Mary Kerr was born 7 August 1879 in West Charleston, Vermont, daughter of John Kerr of Ireland and Mary Scarry (or Scurry) of Newfoundland.  In 1880, the family was counted in the census living in Charleston.  John was a farmer. 

On 2 September 1895, Mary married William W Hall in Barton.  She was 16, he was, 27, a laborer from Rupert VT.  In the marriage record, she was called “Mamie”.  Their son Clarence Francis Hall was born in 1897 in Barton, and died in 1918 at at Camp Colt at Gettysburg PA.  Notes say that he died during World War 1, so he might been one of the 140 soldiers who died there during the flu epidemic.  William Vincent Hall was born in 1900, and died in 1948 of a gunshot wound to the head.  The record does not say whether it was suicide, homicide, or accidental.  He had been married twice, and had four children.  Mary’s daughter Mildred was born in 1902 in Barton.  She married (and apparently divorced) Edward Benoit, then Perley Batchum.  Mary and William Hall were in the 1900 census in Brownington. 
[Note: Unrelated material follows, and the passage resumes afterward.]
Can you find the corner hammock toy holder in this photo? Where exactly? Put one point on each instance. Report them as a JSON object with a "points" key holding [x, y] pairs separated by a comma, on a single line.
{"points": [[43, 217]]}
William apparently died in 1901.  A posted family tree on Ancestry says he died in Maine but I have not found a record for that.

Mary Kerr Hall married Joseph H Labor on 15 December 1904.  The record says that they were married in St. Johnsbury, but the marriage was recorded in Barton.  Joseph was the son of Joseph Labor and his second wife, Lydia Ann Degoosh, both of Quebec, and it was his second marriage as well.

Joe and Mary had eight children:  Beatrice Pearl (1905-1992), Carlos Bertrand (1907-1990) Marion Elizabeth (1910-1076), Dorothy Edna (1912-2008), Merton Joseph (1915-1986), Clair Francis (1919-1919), Genevieve Elaine (1924-1988).   I also have a daughter listed named Blanche, but cannot find documentation for her.

The 1910 census shows the family living in Westmore, where Joseph was a dairy farmer.  The household included Mary’s mother.  About 1914, Joe traded his farm on Dane Hill in Charlestown for the Birch Grove Store.  This was probably on Willoughby Lake, where Joe operated the “Kewaydin”, probably the last steamer on the Lake. 

In 1920 the family lived in Barton, and Mary’s husband was a laborer in the lumber industry.  Mary’s mother still lived with the family, as did Joe’s uncle, Thomas DeGoosh.    In 1926 Joe leased the Normandy Café in Barton.  This was in the basement of the Flood Block, and this block of buildings has since burned. 

In 1930, Mary’s husband worked as a chef in a restaurant in Orleans village.  He was counted in Orleans, and also with his family in Barton, where he was listed as a proprietor of a restaurant.  They lived on High Street.             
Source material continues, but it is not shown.